Are video games art? The most influential museum of modern art in the world, Manhattan's MoMA, believes they sure are. The museum has acquired a selection of 14 video games for a new category of artworks in its extensive collection.
MoMa is planning to get hold of 40 more games in the near future.
This initial group, to be installed in the Museum’s Philip Johnson Galleries in spring, features the two icons of the 1980s popular culture, Pac-Man and Tetris, as well as such immensely popular games as Another World, once considered highly-innovative in its use of cinematic effects, Myst, SimCity 2000, The Sims, Katamari Damacy, EVE Online, Portal, flOw, Passage, Canabalt and the extremely challenging Dwarf Fortress, which prompted its fans to create the slogan "Losing is fun."
"The games are selected as outstanding examples of interaction design—a field that MoMA has already explored and collected extensively, and one of the most important and oft-discussed expressions of contemporary design creativity," the museum’s website explained.
The acquisition allows the Museum to "study, preserve, and exhibit video games" as part of its Architecture and Design collection.

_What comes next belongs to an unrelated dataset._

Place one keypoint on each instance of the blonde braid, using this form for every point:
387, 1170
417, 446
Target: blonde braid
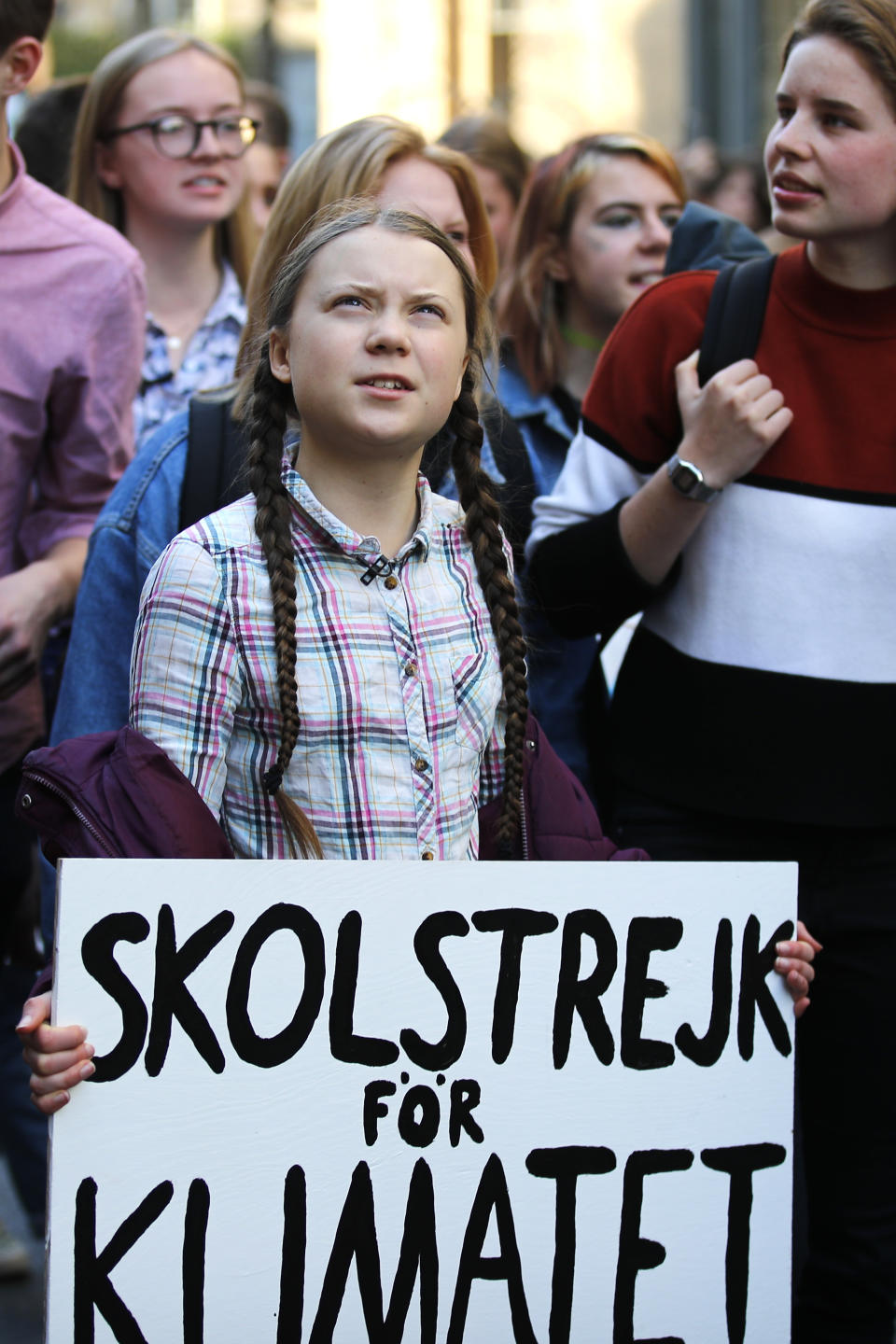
266, 424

"Our criteria, therefore, emphasize not only the visual quality and aesthetic experience of each game, but also the many other aspects—from the elegance of the code to the design of the player’s behavior—that pertain to interaction design," MoMa added.
Over the next few years, the museum is set to complete its initial selection with one of the earliest-known digital computer games, Spacewar!; an assortment of games for the Magnavox Odyssey console; one of the first video games to reach mainstream popularity, Pong; one of the earliest shooting games Space Invaders; Asteroids, one of the most popular and influential games of the Golden Age of Arcade Games, selling 70,000 arcade cabinets; as well as Zork, Tempest, Donkey Kong, Yars’ Revenge, M.U.L.E., Core War, Marble Madness, Super Mario Bros., The Legend of Zelda, NetHack, Street Fighter II, Chrono Trigger, Super Mario 64, Grim Fandango, Animal Crossing and Minecraft.
If the duration of the game is short enough, it could be made playable in its entirety at the museum, as was the case in MoMA’s Talk to Me: Design and the Communication between People and Objects exhibition, when visitors had a chance to play Passage.
For games that take longer to play but require interaction for full appreciation, an interactive demonstration in which the game can be played for a limited amount of time will be available.
MoMa noted that since some of the games that have been acquired, such as Dwarf Fortress and EVE Online, take years and millions of people to manifest fully, the museum will work with players and designers to create guided tours of these alternate worlds, to provide visitors with a chance to appreciate the extent of the gameplay.